Mark Waters is recounting the story that unfolded over the weekend that saw his son Richard Waters' planned one-week canoe trip from Dickson Dam to Drumheller turn into a near-disaster.

Rainfall and the fast rising of the Red Deer River brought the trip to a sudden and dramatic end for the Red Deer man.

Richard, 32, had left Dickson Dam on Wednesday, his father Mark, also from Red Deer, said Monday.

On Friday afternoon, Alberta Environment did issue a high-stream advisory for the river but that was upstream of Dickson Dam. Stream levels were rising but no major flooding was expected.

That afternoon, as Richard got closer to Red Deer, he called his father at 5 p.m. and asked him to meet him with more ice at the canoe launch in Red Deer, located in Great West Adventure Park near the BMX track. Richard had recently become unemployed and just wanted to take a bit of a hiatus by taking the solo trip on the river.

Mark met him at about 5:30 p.m. at the canoe launch and they visited for a bit before Richard jumped back in his canoe, loaded with gear. The canoe also had a nice new $550 trolling motor and battery that Mark had bought for his son a month ago.

The next time Mark heard from Richard, at 5 a.m. Saturday, he was calling on his cellphone, scared, as his tent was being overrun by rising river water, and much of his gear, his life jacket and the canoe had been swept away.

Neither knew that water was beginning to be released from Dickson Dam. On Friday, the Red Deer River was flowing at a relatively quiet 20.3 cubic metres per second (cm/s) within the Red Deer city limits. Overnight, by early Saturday morning, things changed dramatically, and it was flowing at 103.3 cm/s. By Sunday it had nearly doubled at what was now a roaring river at 196.2 cm/s.

Richard had made his way down the river and through the city on Friday evening, and ended up pulling in and camping on the north side of the river, about 30 feet away from the river’s edge. He was about one km downstream from the boat launch at River Bend Golf Club.

With a last name like Waters, it seems apt that Mark has been canoeing all his life and Richard has been canoeing for about 20 years. They have done numerous canoeing camping trips from Dickson down to Content Bridge at Hwy 21.

“He called me at 5:30 in the morning (Saturday) telling me that he was in his tent. He had kept his cell phone, thank God. … with the clothes on his back he opened up his tent to find that the river had risen two to three feet and the water was rushing over his entire spot and the only thing that was keeping him from sliding into the river was that he had a trolling motor battery that was wedged in with his camping chair against a tree.”

“Everything was gone … He’s totally bewildered by this and scared.”

Mark told his son to pull everything up off the water right away, get it at least 20 feet away from water, and to gather his thoughts and call him back in half an hour. “I’m getting ready to come and get you.”

When Richard called back, he said he would make his way across the river. He walked west, about a kilometre upstream, and then swam the river back downstream to the launch at Riverbend.
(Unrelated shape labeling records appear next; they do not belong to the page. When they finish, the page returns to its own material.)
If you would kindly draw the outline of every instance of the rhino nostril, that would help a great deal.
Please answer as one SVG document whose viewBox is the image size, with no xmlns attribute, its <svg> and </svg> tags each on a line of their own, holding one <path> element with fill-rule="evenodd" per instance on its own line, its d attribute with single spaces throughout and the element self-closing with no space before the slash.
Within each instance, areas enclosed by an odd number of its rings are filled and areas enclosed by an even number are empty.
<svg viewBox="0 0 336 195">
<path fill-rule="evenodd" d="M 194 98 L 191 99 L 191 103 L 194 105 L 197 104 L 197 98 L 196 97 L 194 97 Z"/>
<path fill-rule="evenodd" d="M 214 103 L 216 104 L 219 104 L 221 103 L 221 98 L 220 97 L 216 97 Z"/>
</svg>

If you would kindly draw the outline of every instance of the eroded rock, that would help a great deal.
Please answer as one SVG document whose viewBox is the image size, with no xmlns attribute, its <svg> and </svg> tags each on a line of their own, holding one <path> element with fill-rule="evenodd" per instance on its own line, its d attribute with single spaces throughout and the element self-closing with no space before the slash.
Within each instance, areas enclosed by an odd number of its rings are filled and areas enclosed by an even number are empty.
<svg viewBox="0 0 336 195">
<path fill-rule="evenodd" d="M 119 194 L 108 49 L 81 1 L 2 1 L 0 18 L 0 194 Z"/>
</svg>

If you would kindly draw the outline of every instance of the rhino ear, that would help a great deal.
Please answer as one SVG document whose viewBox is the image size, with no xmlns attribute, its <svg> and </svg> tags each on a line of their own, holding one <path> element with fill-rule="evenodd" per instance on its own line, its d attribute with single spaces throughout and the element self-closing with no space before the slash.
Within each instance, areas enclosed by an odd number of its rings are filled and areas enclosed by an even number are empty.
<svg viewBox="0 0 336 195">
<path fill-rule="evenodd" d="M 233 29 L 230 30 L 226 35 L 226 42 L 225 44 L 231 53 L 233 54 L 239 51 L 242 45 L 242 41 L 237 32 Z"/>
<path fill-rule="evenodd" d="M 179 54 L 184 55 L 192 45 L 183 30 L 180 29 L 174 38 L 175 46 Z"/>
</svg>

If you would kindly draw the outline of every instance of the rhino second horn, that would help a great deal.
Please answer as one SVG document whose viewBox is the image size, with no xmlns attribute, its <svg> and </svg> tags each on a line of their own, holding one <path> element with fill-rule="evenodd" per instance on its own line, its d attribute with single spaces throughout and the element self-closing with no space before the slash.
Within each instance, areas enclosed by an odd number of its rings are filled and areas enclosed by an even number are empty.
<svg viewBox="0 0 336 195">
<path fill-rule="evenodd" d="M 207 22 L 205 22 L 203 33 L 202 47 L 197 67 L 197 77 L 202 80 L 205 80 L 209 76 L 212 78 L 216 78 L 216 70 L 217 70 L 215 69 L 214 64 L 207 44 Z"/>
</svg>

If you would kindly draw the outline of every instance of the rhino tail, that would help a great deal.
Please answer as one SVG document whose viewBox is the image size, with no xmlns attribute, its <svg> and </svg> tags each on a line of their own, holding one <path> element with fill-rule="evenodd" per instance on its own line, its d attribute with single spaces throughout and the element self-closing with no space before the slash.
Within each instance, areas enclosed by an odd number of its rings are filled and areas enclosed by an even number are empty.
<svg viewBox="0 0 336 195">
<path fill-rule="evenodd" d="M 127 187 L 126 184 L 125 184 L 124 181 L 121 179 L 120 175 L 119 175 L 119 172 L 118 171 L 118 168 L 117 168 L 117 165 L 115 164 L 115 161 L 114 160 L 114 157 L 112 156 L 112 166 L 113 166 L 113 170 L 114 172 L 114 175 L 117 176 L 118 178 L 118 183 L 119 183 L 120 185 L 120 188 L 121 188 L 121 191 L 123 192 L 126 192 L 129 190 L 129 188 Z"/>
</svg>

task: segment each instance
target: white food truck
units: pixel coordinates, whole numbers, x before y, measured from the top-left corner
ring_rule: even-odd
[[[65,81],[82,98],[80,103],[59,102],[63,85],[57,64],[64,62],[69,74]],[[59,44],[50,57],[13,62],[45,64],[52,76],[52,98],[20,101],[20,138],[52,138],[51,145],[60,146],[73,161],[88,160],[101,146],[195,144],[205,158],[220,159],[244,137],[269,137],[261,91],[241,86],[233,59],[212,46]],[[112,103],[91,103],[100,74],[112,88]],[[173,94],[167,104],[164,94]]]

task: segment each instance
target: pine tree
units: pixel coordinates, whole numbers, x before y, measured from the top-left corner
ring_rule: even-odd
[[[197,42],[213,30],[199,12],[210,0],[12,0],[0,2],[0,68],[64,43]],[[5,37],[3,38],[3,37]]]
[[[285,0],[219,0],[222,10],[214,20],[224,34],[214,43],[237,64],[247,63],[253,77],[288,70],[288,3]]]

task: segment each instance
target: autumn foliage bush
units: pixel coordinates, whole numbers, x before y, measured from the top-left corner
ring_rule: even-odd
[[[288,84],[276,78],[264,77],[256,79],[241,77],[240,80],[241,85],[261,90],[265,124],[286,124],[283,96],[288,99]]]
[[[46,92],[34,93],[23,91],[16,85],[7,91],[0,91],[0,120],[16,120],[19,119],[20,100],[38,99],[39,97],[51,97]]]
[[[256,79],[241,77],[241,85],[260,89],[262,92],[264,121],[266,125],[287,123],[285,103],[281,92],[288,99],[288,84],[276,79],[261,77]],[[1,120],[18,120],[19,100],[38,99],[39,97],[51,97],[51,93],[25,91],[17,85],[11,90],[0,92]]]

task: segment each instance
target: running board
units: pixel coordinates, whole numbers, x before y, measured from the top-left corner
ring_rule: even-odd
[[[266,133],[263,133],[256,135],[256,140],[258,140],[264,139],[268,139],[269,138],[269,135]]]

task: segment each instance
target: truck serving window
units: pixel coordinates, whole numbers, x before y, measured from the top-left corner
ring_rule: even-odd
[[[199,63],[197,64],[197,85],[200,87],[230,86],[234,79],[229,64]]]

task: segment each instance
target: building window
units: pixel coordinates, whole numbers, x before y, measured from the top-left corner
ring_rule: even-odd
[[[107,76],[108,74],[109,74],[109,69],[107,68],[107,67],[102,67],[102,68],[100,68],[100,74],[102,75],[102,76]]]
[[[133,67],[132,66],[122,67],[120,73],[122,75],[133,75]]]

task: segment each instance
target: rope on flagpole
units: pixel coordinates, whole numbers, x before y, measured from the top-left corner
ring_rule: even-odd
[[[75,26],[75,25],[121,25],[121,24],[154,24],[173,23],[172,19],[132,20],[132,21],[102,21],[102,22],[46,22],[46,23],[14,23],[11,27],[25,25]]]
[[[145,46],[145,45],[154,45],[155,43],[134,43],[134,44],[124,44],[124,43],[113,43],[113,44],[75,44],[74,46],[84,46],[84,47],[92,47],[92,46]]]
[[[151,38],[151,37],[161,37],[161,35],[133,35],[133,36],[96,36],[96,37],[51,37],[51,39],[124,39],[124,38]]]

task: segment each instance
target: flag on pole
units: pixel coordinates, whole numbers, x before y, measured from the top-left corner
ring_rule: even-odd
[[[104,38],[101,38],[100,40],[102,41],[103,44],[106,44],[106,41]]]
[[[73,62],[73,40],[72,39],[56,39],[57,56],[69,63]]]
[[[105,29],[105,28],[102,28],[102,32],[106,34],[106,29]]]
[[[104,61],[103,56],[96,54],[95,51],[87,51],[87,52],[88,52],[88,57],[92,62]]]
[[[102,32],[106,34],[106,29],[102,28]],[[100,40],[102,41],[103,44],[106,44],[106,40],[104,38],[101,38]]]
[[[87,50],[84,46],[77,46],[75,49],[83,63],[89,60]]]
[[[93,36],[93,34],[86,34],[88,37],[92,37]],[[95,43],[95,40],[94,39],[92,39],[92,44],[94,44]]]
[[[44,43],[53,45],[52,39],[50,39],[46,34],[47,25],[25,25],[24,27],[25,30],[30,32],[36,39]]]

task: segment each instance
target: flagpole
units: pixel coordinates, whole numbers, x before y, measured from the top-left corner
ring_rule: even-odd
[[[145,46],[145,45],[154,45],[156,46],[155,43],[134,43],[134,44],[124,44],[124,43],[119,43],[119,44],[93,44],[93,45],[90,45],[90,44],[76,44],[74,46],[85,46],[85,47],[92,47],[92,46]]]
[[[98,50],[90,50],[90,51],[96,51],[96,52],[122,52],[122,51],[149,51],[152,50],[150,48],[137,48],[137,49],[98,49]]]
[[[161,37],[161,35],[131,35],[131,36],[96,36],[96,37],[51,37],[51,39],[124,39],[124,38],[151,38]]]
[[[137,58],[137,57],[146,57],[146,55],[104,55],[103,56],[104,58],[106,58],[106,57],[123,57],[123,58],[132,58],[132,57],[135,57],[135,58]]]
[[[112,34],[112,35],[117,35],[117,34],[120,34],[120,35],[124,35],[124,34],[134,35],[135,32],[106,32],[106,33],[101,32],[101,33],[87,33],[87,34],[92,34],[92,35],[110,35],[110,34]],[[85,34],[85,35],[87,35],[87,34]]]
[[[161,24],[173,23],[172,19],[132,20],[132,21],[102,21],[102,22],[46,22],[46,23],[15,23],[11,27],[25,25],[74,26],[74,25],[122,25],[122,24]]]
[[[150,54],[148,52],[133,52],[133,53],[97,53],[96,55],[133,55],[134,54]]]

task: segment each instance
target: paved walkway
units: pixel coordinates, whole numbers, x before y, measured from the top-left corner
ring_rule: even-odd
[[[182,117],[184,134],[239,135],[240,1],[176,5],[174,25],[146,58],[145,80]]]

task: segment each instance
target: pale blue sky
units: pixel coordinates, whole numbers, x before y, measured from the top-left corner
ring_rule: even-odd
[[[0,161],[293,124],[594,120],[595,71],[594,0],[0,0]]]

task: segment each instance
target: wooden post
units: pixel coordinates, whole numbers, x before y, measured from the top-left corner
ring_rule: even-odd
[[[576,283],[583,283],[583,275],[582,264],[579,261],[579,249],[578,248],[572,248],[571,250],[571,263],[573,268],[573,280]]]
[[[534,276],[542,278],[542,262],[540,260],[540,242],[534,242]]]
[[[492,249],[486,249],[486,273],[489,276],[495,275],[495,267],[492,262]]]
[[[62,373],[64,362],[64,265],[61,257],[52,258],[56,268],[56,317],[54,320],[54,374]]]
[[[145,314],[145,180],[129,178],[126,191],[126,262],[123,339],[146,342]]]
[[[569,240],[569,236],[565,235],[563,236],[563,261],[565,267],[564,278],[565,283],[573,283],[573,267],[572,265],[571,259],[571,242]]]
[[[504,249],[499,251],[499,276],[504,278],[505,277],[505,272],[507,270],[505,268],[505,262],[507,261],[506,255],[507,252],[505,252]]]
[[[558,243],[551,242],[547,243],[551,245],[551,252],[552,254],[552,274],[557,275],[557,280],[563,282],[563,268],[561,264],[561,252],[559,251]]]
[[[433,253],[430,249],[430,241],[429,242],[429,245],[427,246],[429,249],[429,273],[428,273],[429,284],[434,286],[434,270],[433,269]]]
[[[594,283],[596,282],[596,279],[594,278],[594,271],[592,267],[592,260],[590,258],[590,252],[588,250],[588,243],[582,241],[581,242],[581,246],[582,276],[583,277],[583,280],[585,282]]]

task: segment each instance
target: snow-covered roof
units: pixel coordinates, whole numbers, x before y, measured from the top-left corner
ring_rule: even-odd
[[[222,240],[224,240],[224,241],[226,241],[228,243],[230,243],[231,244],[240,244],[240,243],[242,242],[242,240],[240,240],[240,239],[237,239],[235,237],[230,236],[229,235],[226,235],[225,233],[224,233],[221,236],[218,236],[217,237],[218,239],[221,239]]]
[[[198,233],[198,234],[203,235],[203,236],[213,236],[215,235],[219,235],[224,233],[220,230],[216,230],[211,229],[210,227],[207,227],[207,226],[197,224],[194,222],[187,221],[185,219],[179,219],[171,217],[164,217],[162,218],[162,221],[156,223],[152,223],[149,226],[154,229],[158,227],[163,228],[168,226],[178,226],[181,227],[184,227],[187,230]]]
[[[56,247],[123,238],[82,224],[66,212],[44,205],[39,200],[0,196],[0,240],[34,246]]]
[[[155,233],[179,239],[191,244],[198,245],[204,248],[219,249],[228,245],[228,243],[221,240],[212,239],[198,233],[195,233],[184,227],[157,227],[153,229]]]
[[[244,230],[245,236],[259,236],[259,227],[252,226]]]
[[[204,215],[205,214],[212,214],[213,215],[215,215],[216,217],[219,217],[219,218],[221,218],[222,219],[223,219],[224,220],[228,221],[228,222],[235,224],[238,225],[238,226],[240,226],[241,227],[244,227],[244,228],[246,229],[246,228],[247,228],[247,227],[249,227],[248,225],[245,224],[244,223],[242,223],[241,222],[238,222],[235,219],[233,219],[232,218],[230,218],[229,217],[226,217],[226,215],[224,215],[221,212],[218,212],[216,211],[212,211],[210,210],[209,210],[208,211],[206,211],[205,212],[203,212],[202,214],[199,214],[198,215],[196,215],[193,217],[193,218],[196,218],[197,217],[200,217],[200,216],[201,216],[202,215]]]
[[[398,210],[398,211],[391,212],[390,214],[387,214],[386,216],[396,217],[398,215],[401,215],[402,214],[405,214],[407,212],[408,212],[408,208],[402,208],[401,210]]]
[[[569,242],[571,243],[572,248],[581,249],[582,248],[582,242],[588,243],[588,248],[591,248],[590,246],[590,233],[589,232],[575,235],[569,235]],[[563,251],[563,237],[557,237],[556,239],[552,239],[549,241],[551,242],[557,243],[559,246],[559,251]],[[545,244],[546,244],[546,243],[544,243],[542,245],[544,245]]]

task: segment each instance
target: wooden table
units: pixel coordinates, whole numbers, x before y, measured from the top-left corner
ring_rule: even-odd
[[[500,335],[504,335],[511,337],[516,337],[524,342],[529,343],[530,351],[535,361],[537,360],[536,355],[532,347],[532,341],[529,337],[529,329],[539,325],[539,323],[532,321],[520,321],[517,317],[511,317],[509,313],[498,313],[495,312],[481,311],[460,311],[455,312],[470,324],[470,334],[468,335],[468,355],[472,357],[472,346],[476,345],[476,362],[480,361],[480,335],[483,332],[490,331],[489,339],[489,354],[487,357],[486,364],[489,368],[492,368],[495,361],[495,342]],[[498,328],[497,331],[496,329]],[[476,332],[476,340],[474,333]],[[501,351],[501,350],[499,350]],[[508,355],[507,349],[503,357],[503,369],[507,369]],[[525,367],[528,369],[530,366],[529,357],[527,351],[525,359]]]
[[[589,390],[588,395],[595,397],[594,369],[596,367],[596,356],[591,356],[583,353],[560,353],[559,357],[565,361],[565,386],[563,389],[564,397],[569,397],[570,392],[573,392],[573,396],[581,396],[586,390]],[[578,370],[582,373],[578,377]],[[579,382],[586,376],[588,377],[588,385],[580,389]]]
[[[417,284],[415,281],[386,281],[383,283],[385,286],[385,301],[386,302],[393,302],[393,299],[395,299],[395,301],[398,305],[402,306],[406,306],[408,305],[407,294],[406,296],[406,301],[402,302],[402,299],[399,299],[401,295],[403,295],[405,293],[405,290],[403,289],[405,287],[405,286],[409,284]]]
“At 7 in the morning when I finally got there, all I saw was this completely drenched wet kid walking up the hill with the rain pouring and all he had was his tackle box.” And his cell phone. He was cold and exhausted.

On Sunday morning they took Mark’s canoe and headed across the fast-moving river to where the tent and boat motor and battery were left. But when they got there, the river was even higher, and although the tent was further back from the river, the trolling motor was gone.

Mark said that it seemed as though someone had moved the tent further from the river after Richard left and may have taken the motor, although the RCMP have no report of anyone turning it in.

They gathered up the tent and the few items still in it. Coming back across the river to the Riverbend launch was a very quick trip. “It took 30 seconds to go across … It was like holy smoley, we came barrelling in and, like wham!”

He said his son was more “freaked out” by the whole thing than anything.

“The river was very good for him when I met him on Friday.” Mark thinks it may have risen about five feet since.

He hopes they will eventually retrieve the lost gear, including the red canoe with white interior, and blue cooler and black trolling motor.